LogoFDA 510(k) Search
K Number
K110700
Device Name
ASCENSION ATLAS HUMERAL PLATING SYSTEM
Manufacturer
ASCENSION ORTHOPEDICS, INC.
Date Cleared
2011-12-06

(267 days)

Product Code
HRS,HWC
Regulation Number
888.3030
Type
Traditional
Panel
Orthopedic
Reference & Predicate Devices
K011815
Predicate For
N/A
AI/MLSaMDIVD (In Vitro Diagnostic)TherapeuticDiagnosticis PCCP AuthorizedThirdpartyExpeditedreview
Intended Use

The Ascension ATLAS® Humeral Fracture Plate system is designed for fractures and fracture dislocations, osteotomies and non-unions of the proximal humerus. Indications include:

  • Dislocated two-, three-, and four-fragment fractures of the proximal humerus, including fractures involving osteopenic bone
  • Pseudoarthroses in the proximal humerus
  • Osteotomies in the proximal humerus
Device Description

The Ascension® ATLAS® Humeral Plate System will be composed of left and right humeral reconstruction plate implants in four-hole (HFP-0930-004LS, HFP-0930-004RS) and seven-hole (HFP-0930-007LS, HFP-0930-007RS) lengths or sizes. The system will also feature 3.5mm locking, non-locking and lag screws and 2.7mm locking and non-locking screws.
The ATLAS® Humeral Fracture Plate will be a single component made from stainless steel (SS 316L). The non-locking, locking and lag screws will be made from stainless steel (SS 316L).

AI/ML Overview

The provided text describes a 510(k) premarket notification for the "Ascension® ATLAS® Humeral Fracture Plate System," a bone fixation appliance. This document focuses on demonstrating substantial equivalence to a predicate device, rather than providing a detailed study proving the device meets specific performance acceptance criteria in terms of clinical outcomes or advanced AI performance.

Therefore, many of the requested sections related to acceptance criteria for AI/diagnostic devices and detailed clinical study parameters (like sample size, ground truth, expert qualifications, MRMC studies, etc.) are not applicable or extractable from the provided submission.

However, I can extract the information related to the non-clinical testing performed to demonstrate substantial equivalence.

1. A table of acceptance criteria and the reported device performance

Acceptance Criteria (Non-Clinical)Reported Device Performance
Meets test specifications for ASTM F382-99, part A1The ATLAS Humeral Fracture Plate meets the test specifications for ASTM F382-99, part A1.

Note: ASTM F382-99 is a standard specification for metallic bone plates, covering mechanical performance requirements like static bending strength and stiffness. The document does not provide the specific numerical acceptance values within ASTM F382-99, nor the exact numerical performance results of the device, only a statement of compliance.

2. Sample size used for the test set and the data provenance (e.g. country of origin of the data, retrospective or prospective)

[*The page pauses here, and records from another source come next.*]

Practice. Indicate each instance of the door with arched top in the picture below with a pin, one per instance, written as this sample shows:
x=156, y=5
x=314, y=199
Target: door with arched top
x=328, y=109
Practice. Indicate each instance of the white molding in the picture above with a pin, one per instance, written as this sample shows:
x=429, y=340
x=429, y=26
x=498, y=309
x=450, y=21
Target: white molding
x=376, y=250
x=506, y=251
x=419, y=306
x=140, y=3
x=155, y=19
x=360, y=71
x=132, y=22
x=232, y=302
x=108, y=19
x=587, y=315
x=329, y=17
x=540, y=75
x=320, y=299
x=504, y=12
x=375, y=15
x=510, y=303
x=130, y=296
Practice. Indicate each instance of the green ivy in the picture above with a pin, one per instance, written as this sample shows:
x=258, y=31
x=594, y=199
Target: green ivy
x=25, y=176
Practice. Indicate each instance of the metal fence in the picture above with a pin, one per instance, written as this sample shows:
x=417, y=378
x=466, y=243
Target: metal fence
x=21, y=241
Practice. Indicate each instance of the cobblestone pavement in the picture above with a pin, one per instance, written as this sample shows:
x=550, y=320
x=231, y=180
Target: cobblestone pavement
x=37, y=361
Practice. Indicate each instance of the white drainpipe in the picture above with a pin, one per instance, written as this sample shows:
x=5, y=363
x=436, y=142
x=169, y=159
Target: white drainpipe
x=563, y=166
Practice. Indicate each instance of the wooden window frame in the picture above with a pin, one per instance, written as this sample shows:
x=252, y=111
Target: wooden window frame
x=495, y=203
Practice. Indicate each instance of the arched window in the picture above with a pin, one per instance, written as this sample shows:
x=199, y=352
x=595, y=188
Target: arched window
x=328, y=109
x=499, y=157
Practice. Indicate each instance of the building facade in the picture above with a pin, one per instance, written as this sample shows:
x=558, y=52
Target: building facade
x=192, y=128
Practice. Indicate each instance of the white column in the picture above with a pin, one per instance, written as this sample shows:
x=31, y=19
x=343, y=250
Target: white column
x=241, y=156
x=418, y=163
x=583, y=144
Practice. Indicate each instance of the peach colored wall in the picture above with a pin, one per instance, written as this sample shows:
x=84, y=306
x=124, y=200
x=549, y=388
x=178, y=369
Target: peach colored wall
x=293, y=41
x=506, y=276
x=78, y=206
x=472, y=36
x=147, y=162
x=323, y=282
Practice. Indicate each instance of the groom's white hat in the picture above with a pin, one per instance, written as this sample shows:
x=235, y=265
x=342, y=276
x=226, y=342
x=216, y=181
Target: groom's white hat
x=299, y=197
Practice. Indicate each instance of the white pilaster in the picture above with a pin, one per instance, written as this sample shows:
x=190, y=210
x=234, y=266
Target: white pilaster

Not Applicable/Not provided. The provided document describes non-clinical mechanical testing, not a clinical study involving a test set of patient data.

3. Number of experts used to establish the ground truth for the test set and the qualifications of those experts (e.g. radiologist with 10 years of experience)

Not Applicable/Not provided. This information is relevant for clinical studies, particularly those involving diagnostic devices or AI, which is not the subject of this 510(k) summary.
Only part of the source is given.